The Thing about Dystopias in 1984.

Have you read the classic by George Orwell — 1984?
I recently did. What a book it is.
Not just because of the effortless writing. But the depiction of the dystopia is mesmerizing.
And that is NOT in an uplifting manner.
1984 goes into the distant future where the world has changed dramatically. For the worse. Or better if you happen to be a ambitious politician. This book was published in 1949, so 1984 was still a distant dream.
If you haven’t read the book —I urge you to read it.
The world is dominated by a “Party” which has absolute control over every sphere of public life. The “Party” is spearheaded by a towering leader named “Big Brother”.
This menacing, moustached leader is present everywhere, looking over the city — watching your every move. There are telescreens occupying every corner of life including your living room.
Anyone who wishes to express their individuality — something like disagreement with the party or falling in love — is a crime. The act of thinking about committing a crime is a crime aptly called ‘Thought Crime’. If you have the guts to flout the party, you will be thrown in jail, tortured and converted. And then they will, sooner or later — vaporize you.

They decide the Do’s and Don’ts of a citizen. You are supposed to react how they want you to react. Even if the party alters the inviolable past and deceives your senses. They will go and change historical events and publish it as truth.
And so the people are supposed to buy that. Yes, buy brazen lies and be loyal to the party. This concept is described as ‘double think’. You are able to accept what you can see and feel and simultaneously believe it isn’t true. Why?
Because the party said so and that is the ultimate truth.
So, are the predictions relevant? Yes surely. However, reading the book made me more aware of how parties everywhere influence people.
Politicians and their parties indulge in doublespeak. Doublespeak is what it sounds like: language that is deliberately ambiguous to distort or disguise the truth. They do this a lot specially to cover up problems with their party, and it’s quite normal.
This is not Orwellian, because the Party regularly committed the unthinkable. They declared the event never happened after altering every evidence of it. They were talking about it the previous day. But today, it never happened. It is distinct from just distortion.
Reading and imagining this bleak world was terrifying. I’ve read reviews that praise the book for its relevance. It was written in 1948.
It’s 2018 and it still sends a chill down your spine.
The environment in which this book was written was starkly different. Orwell took inspiration from the totalitarians regime of the day. Nazi Germany and Stalinist Russia. Both were brutal, stopping at nothing to achieve absolute control over their population.
A particular line comes up in the book called the 2 + 2 = 5. Two plus Two equals 4 but the party can make you believe its 5 or even both at the same time. This concept seems to be a reference from Stalin’s slogan.
2+2=5 was meant to be a rallying cry to indicate that the goals of the 5-year plan have been achieved in 4 years. Plans of rapid industrialization and collectivization of agriculture were undertaken with stiff targets given. If the managers couldn’t meet them, they were harshly punished. Of course, the slogan spoke nothing of the body count — the process caused a famine. Millions of people died due to starvation.
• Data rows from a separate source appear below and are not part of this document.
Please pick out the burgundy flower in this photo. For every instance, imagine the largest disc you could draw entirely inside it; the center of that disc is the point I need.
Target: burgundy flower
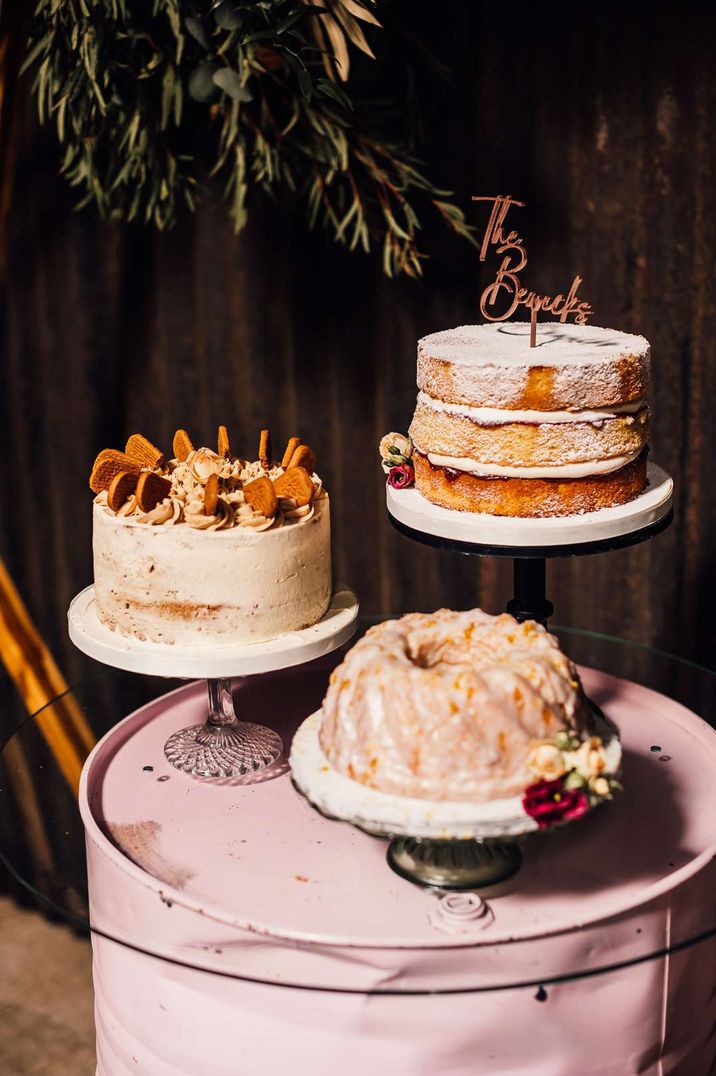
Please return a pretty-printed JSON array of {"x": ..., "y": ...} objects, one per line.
[
  {"x": 401, "y": 477},
  {"x": 549, "y": 803}
]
The slogan is used in multiple manners in other references.
2+2=4 is logically true. It is a trivial, obvious truth. But in the eyes of the party, it is malleable. For their purpose, it can equal 3 or anything they wish. As long as people accept whatever they state, they will dominate them totally.
This is what it actually means. Any fact overturned by a dogma and accepted as truth.
That is how these regimes exercise control over information.
So, 1984 reads like a grave warning. Is it really something to be worried about?
George Orwell wrote this classic in a time when there was no Internet, smartphones or fax. People exchanged letters, watched TV and listened to radio for news. Amidst this slow and sure cycle, totalitarianism was able to control countries. There were no personalized sources and communities flocked to channels with views that echoed their own. It was far easier to influence whole populations than it is today.
Now we have the Internet and cheap broadband. And endless web sites, blogs and Youtube channels with a whole variety of opinions. It is virtually impossible to censor everything. Someone will point out the ridiculousness of your statements, criticize your position and launch investigations.
There are authoritarian regimes which somehow have grabbed power. It is nothing of the sort that 1984 predicted will happen.
Better not get paranoid yet.
But it’s important to stay awake and aware.